6 min read

Prompt injection in AI apps — how attackers hijack your agents

Your AI chatbot or tool-using agent can be tricked into leaking data, calling the wrong tools, or taking destructive actions — often through a single crafted email or document. Here is how prompt injection works and how to defend.

Prompt injection is the SQL injection of the AI era. It is the most prevalent attack vector against LLM-powered applications and is often the first thing a red team tries. This guide explains direct and indirect prompt injection, and the controls that matter.

What it is

Prompt injection is when untrusted input — a user message, a scraped web page, an email, a document — contains instructions that alter the behavior of an LLM. Direct injection tricks a chatbot. Indirect injection hides instructions inside content the model reads, such as a customer support ticket or a knowledge-base article.

Vulnerable example

// Vulnerable: untrusted email content is passed straight to the LLM with tool access
async function handleIncomingEmail(body: string) {
  return llm.call({
    system: "You are a helpful support agent. You have access to the refund tool.",
    user: body, // attacker-controlled
    tools: [refundTool, escalateTool],
  });
}

Fixed example

// Partial mitigation: classify before acting, delimit untrusted content,
// and restrict the tool scope based on the classification.
async function handleIncomingEmail(body: string) {
  const classification = await llm.classify(body, { policy: "triage-only" });
  if (classification.intent !== "refund") {
    return llm.call({
      system: "You are triage-only; do NOT invoke tools.",
      user: "UNTRUSTED CONTENT FOLLOWS:\n<<<" + body + ">>>",
      tools: [], // no tools at all for untrusted content
    });
  }
  // still gates tool execution via human-in-the-loop downstream
}

How Securie catches it

Securie's AI-feature security specialist tracks every LLM call in your code, maps each call to the tools it can invoke, and tests that scope against a corpus of known injection patterns (MITRE ATLAS, public exploit writeups, custom regression cases). Findings emit as pull-request comments with the specific injection payload that succeeded and a proposed scope reduction.

Checklist

  • Never grant untrusted input direct access to destructive tools (delete, refund, send-email)
  • Delimit untrusted content explicitly in the prompt; prefer typed tool schemas over free-form interpretation
  • Use a classifier or guard model upstream of any tool-using agent
  • Keep a prompt-injection regression corpus and run it in CI
  • Monitor tool-call traces for anomalies — scope escalation is a red flag
  • Log every agent action for forensic review

FAQ

Is a system prompt enough to prevent prompt injection?

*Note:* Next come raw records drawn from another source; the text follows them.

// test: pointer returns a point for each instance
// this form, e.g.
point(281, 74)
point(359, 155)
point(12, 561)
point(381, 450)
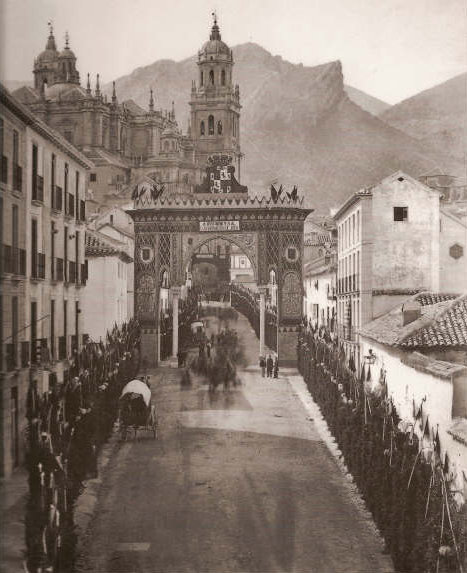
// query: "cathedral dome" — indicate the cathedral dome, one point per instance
point(67, 54)
point(47, 56)
point(215, 46)
point(170, 131)
point(50, 54)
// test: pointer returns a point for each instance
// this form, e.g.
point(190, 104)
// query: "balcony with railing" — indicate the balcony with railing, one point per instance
point(13, 260)
point(82, 210)
point(4, 170)
point(70, 205)
point(25, 354)
point(39, 351)
point(84, 273)
point(74, 344)
point(17, 178)
point(58, 269)
point(38, 266)
point(38, 189)
point(62, 347)
point(347, 333)
point(11, 353)
point(57, 198)
point(72, 272)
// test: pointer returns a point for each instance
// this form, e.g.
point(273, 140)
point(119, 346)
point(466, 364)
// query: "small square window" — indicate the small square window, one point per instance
point(401, 213)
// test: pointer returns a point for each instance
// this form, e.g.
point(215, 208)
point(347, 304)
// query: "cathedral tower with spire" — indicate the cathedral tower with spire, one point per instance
point(215, 102)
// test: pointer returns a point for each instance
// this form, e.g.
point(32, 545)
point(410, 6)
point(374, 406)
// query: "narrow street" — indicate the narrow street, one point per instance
point(238, 481)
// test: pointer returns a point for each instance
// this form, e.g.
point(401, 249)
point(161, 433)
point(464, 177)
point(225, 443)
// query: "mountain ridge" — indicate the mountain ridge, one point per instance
point(436, 116)
point(299, 125)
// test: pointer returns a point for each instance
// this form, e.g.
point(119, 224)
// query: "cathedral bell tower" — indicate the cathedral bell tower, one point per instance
point(215, 103)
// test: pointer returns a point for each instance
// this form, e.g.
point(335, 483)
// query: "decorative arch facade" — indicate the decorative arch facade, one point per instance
point(172, 230)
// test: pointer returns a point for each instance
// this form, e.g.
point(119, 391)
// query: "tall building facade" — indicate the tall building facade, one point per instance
point(127, 143)
point(394, 240)
point(42, 271)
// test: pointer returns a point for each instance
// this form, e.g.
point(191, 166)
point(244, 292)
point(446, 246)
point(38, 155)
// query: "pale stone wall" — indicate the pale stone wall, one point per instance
point(319, 296)
point(406, 384)
point(102, 293)
point(405, 253)
point(453, 271)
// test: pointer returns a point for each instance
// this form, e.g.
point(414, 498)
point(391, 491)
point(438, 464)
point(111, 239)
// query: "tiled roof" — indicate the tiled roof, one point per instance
point(99, 245)
point(427, 298)
point(315, 239)
point(448, 330)
point(443, 323)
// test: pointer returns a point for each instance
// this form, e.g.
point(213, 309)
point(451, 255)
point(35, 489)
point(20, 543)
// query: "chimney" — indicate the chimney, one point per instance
point(411, 310)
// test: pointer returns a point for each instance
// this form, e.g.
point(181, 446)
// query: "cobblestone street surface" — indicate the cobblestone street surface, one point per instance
point(237, 481)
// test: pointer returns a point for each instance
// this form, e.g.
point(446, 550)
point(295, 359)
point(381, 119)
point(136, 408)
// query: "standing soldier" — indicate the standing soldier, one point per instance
point(269, 366)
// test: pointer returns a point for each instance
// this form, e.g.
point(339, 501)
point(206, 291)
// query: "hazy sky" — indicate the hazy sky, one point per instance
point(391, 49)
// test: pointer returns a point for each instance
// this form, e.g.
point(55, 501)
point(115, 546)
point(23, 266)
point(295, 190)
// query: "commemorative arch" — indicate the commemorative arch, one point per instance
point(170, 229)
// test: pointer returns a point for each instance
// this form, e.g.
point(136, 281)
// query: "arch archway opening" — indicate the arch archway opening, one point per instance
point(216, 263)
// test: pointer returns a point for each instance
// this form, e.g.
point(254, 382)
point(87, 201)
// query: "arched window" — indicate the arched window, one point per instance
point(165, 279)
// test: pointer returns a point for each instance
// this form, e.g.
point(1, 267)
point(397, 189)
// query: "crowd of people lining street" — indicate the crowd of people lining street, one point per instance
point(269, 366)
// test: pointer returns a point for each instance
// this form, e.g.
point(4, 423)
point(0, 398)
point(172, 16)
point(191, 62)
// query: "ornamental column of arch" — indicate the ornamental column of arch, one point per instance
point(262, 318)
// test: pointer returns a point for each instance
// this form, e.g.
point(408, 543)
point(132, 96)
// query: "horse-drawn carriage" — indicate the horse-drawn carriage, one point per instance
point(136, 411)
point(198, 331)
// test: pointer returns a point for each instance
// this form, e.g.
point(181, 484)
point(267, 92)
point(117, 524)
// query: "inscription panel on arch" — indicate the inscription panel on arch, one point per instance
point(216, 226)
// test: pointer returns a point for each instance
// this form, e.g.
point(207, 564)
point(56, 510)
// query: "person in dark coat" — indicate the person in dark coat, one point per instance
point(276, 367)
point(269, 366)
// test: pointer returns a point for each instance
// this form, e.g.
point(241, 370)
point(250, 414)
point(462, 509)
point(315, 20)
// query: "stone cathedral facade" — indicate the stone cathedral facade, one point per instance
point(127, 143)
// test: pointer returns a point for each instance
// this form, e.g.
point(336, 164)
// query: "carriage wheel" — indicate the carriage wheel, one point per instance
point(154, 422)
point(123, 432)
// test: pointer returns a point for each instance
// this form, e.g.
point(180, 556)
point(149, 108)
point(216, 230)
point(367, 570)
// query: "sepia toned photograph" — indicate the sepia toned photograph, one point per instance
point(233, 286)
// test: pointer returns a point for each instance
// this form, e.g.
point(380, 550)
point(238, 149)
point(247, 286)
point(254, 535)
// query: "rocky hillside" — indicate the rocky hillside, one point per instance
point(300, 125)
point(437, 116)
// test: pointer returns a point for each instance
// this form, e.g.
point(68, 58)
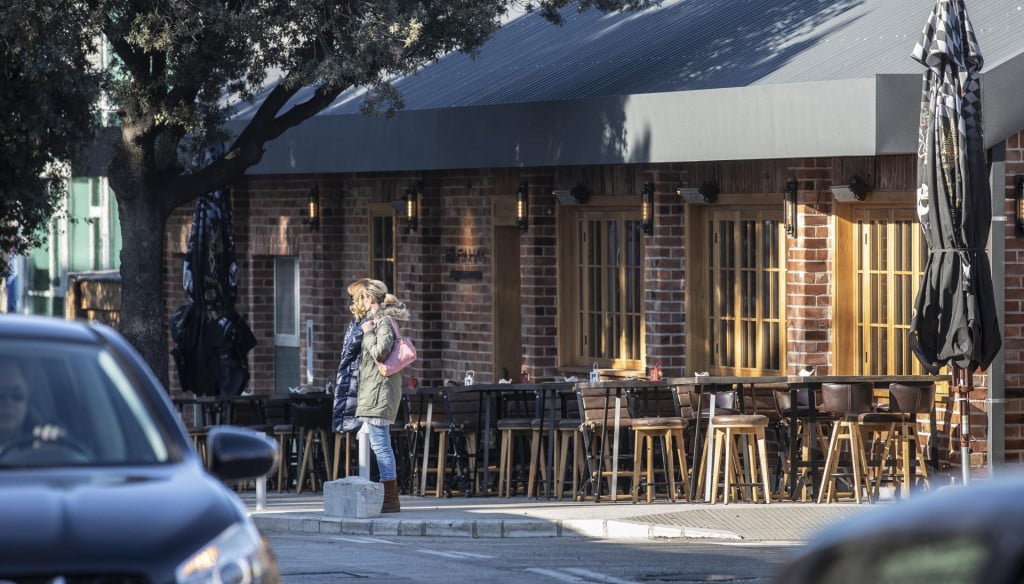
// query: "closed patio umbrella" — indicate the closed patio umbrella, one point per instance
point(954, 321)
point(212, 340)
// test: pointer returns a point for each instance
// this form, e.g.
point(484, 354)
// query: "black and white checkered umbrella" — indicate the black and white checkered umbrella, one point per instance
point(954, 321)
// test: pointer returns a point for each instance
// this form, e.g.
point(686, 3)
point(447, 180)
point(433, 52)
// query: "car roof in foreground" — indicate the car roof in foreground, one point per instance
point(46, 328)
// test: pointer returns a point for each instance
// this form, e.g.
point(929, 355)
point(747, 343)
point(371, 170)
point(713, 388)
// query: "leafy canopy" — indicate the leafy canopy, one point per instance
point(48, 93)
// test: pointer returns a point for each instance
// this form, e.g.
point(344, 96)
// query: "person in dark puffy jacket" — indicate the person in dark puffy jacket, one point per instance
point(346, 379)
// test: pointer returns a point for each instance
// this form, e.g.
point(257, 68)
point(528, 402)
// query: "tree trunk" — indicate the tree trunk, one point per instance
point(143, 310)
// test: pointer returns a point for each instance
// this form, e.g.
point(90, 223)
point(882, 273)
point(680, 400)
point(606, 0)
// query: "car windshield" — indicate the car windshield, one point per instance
point(72, 405)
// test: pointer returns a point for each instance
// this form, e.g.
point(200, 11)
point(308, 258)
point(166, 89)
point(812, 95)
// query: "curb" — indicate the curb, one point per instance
point(598, 529)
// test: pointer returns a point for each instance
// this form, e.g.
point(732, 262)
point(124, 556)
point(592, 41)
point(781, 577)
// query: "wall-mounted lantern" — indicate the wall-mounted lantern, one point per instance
point(857, 190)
point(790, 211)
point(647, 208)
point(312, 209)
point(413, 207)
point(522, 206)
point(1019, 205)
point(704, 195)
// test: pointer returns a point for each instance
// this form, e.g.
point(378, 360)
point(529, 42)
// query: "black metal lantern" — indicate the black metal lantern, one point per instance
point(647, 208)
point(790, 198)
point(1019, 205)
point(522, 206)
point(312, 211)
point(412, 207)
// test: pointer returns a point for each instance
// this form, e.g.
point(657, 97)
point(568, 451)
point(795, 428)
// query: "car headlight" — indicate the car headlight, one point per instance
point(238, 555)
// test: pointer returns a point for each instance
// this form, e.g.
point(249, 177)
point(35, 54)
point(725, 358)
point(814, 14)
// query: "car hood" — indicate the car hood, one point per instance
point(110, 518)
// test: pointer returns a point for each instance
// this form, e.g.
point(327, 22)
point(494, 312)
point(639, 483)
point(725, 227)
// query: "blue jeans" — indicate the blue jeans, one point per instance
point(380, 442)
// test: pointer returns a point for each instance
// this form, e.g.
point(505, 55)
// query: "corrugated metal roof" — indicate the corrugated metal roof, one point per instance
point(687, 44)
point(685, 81)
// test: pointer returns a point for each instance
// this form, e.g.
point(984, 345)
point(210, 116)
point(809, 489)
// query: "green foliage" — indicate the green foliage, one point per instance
point(185, 64)
point(48, 91)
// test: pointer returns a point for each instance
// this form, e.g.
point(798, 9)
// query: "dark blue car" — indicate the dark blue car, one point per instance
point(98, 478)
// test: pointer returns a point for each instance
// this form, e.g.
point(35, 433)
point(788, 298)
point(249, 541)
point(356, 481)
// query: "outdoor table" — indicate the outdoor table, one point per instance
point(811, 383)
point(218, 410)
point(487, 391)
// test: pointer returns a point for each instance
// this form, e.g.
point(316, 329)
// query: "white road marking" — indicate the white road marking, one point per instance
point(361, 540)
point(554, 574)
point(457, 554)
point(578, 575)
point(596, 577)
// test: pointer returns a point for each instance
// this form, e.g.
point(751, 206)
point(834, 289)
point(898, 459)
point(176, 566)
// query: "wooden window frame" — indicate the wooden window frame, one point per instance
point(376, 211)
point(571, 353)
point(700, 356)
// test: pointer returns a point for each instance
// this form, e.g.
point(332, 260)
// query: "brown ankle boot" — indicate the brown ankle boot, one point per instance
point(391, 503)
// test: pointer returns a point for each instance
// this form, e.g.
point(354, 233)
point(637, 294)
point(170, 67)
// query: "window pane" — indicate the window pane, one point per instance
point(890, 261)
point(744, 264)
point(285, 315)
point(610, 289)
point(382, 249)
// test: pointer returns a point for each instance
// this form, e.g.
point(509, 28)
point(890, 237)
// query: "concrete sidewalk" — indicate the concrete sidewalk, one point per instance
point(783, 523)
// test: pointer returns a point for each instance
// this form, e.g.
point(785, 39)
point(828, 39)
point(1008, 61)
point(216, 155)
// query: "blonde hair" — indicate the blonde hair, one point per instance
point(354, 290)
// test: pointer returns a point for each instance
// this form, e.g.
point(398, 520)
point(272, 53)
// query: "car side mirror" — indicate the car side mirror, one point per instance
point(240, 454)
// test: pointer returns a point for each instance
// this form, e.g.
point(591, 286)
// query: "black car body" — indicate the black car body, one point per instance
point(952, 535)
point(105, 486)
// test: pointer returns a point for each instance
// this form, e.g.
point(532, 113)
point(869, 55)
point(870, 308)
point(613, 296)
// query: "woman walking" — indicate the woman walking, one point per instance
point(380, 397)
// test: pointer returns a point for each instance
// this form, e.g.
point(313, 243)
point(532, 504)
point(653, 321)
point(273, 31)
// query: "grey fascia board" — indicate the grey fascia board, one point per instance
point(898, 117)
point(1001, 110)
point(819, 119)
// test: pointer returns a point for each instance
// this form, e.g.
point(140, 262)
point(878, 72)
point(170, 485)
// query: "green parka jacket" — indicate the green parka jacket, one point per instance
point(379, 397)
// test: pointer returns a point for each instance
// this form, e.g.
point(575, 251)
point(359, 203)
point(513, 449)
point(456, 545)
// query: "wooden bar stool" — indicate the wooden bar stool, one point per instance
point(905, 403)
point(512, 430)
point(848, 401)
point(314, 424)
point(670, 431)
point(801, 413)
point(728, 429)
point(569, 438)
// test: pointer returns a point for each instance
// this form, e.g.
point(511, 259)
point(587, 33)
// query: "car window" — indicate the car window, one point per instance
point(79, 409)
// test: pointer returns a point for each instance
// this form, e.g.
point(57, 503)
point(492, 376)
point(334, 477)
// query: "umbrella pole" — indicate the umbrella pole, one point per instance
point(964, 380)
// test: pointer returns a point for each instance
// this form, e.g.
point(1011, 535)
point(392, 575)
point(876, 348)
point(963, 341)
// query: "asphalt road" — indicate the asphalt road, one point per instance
point(314, 558)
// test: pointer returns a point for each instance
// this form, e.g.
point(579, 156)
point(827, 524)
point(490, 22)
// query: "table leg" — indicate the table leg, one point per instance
point(614, 447)
point(794, 465)
point(427, 430)
point(709, 478)
point(549, 486)
point(486, 443)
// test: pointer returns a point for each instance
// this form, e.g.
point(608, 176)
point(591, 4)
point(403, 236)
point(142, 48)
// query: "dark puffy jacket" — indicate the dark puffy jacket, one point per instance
point(346, 380)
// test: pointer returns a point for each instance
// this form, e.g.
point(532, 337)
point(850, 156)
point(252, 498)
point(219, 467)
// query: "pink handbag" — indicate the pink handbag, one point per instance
point(402, 353)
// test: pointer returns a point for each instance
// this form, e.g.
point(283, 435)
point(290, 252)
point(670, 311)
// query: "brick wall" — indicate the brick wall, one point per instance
point(452, 321)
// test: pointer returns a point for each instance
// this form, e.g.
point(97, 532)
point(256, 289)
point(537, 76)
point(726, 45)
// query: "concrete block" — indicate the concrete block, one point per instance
point(529, 528)
point(352, 497)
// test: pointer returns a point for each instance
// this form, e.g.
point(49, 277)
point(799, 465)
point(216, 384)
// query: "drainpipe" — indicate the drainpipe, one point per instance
point(995, 405)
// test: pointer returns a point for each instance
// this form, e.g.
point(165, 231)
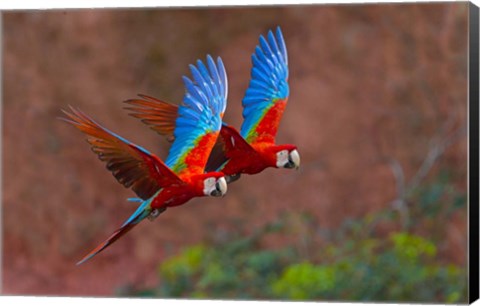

No. Every frontier model has been shown to be jailbreakable via a determined attacker given enough tokens. System prompts are a first defense; tool-scope restriction is the real defense.

Can I just add a filter on the input?

Filters help against naive attempts. They do not defeat indirect prompt injection delivered through documents or web pages, which your filter may not even see.